JACQUELINE JULES: Teaching Students To Part With Their Words
Since I first started writing professionally, the word count feature on my word processing system has been my favorite tool. It can be almost a game to search through a manuscript looking for ways to say the same thing with fewer words. And after each edit, I triumphantly check the word count to see a lower number. Recently, I took two thousand words out of a chapter book for a requested revision. Over the years, trimming words to make my stories publishable has become second nature. I can’t re-read any draft without seeing numerous sentences in need of tightening. How does this help me as a writer? It forces me to examine every word in my stories. The often quoted line attributed to a variety of authors, including Mark Twain: “I’m sorry to write such a long letter. I didn’t have time to write a shorter one,” reflects the effort needed to comb a story for repetitive or confusing phrases. Professional writers make every effort to put their ideas down as succinctly as possible.
How do we help students develop the skills to tighten their writing? First, we have to convince them of the necessity. Many students are reluctant to part with words they have laboriously written. They don’t see that their stories are riddled with repetition and confusing sentence fragments. It helps to start small. Point out that the word “and” in numerous run-on sentences can be eliminated. In some student writing, that can cut out 50 words right there! Many young writers also have a habit of using “was” repeatedly in reference to an activity such as walking instead of writing the more direct “he walked.” And it is not uncommon to see a student make essentially the same statement at the beginning and end of a paragraph.
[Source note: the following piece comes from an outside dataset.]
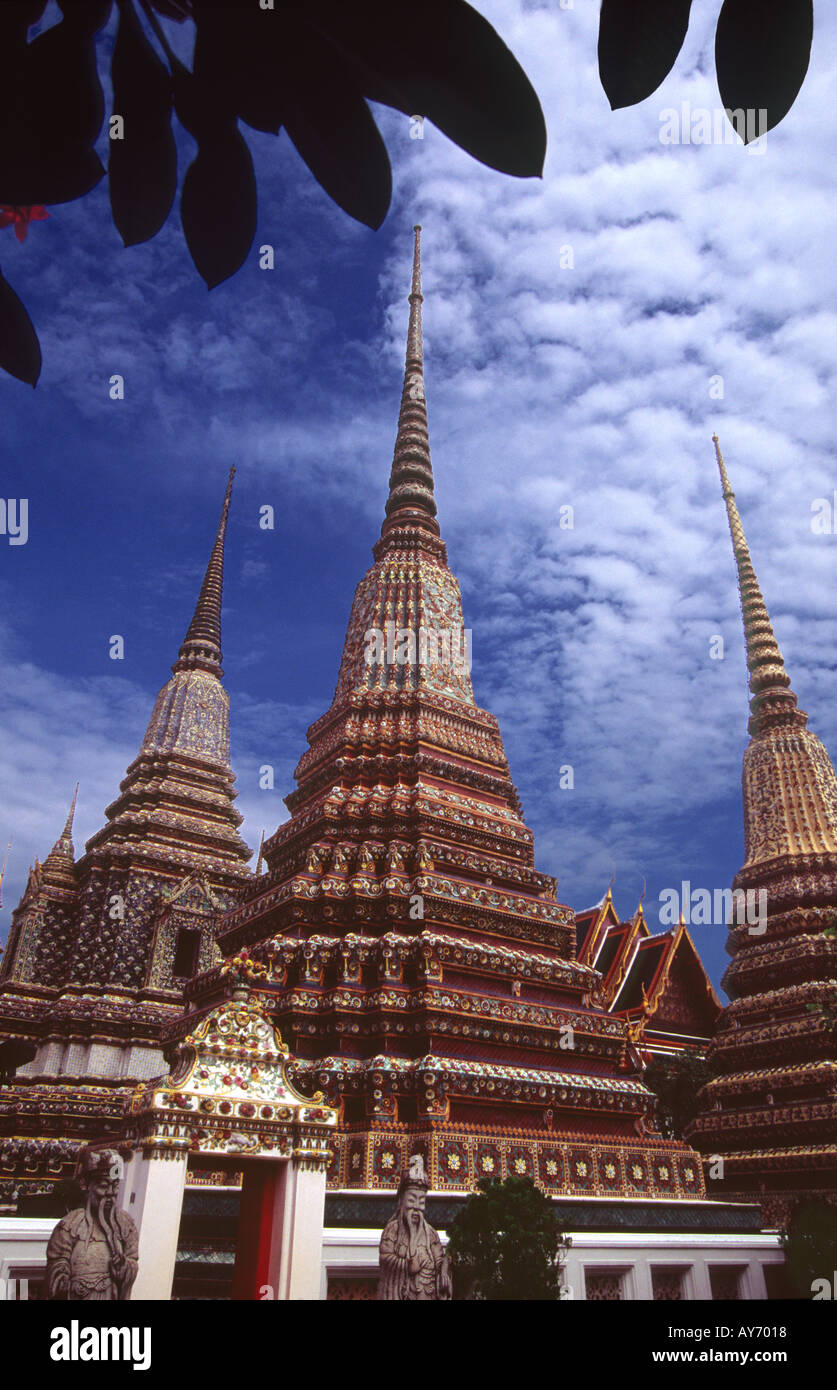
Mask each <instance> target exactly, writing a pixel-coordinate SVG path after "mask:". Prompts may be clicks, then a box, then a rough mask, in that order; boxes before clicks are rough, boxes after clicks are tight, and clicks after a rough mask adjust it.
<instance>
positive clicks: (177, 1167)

I am currently helping students in my school put together a literary journal. Each student in the fifth grade has been allotted one page in this magazine to publish his or her writing. This translates into no more than 800 words in ten point font or 500 words in 12 point. For many of my students, it has been a daunting challenge to cut down a story by 500 words. But it has also taught them how to look through their writing for extraneous details and digressions. They have learned how to make their best phrases shine like silver, rather than lie buried beneath the tarnish of unnecessary words. Don’t be afraid to encourage your students to trim their first rambling drafts. They will balk at first. But with luck, they will eventually admit, as some of my students have, that “It is not as hard as I thought.” And the end result of a more polished piece of writing will both please and surprise them.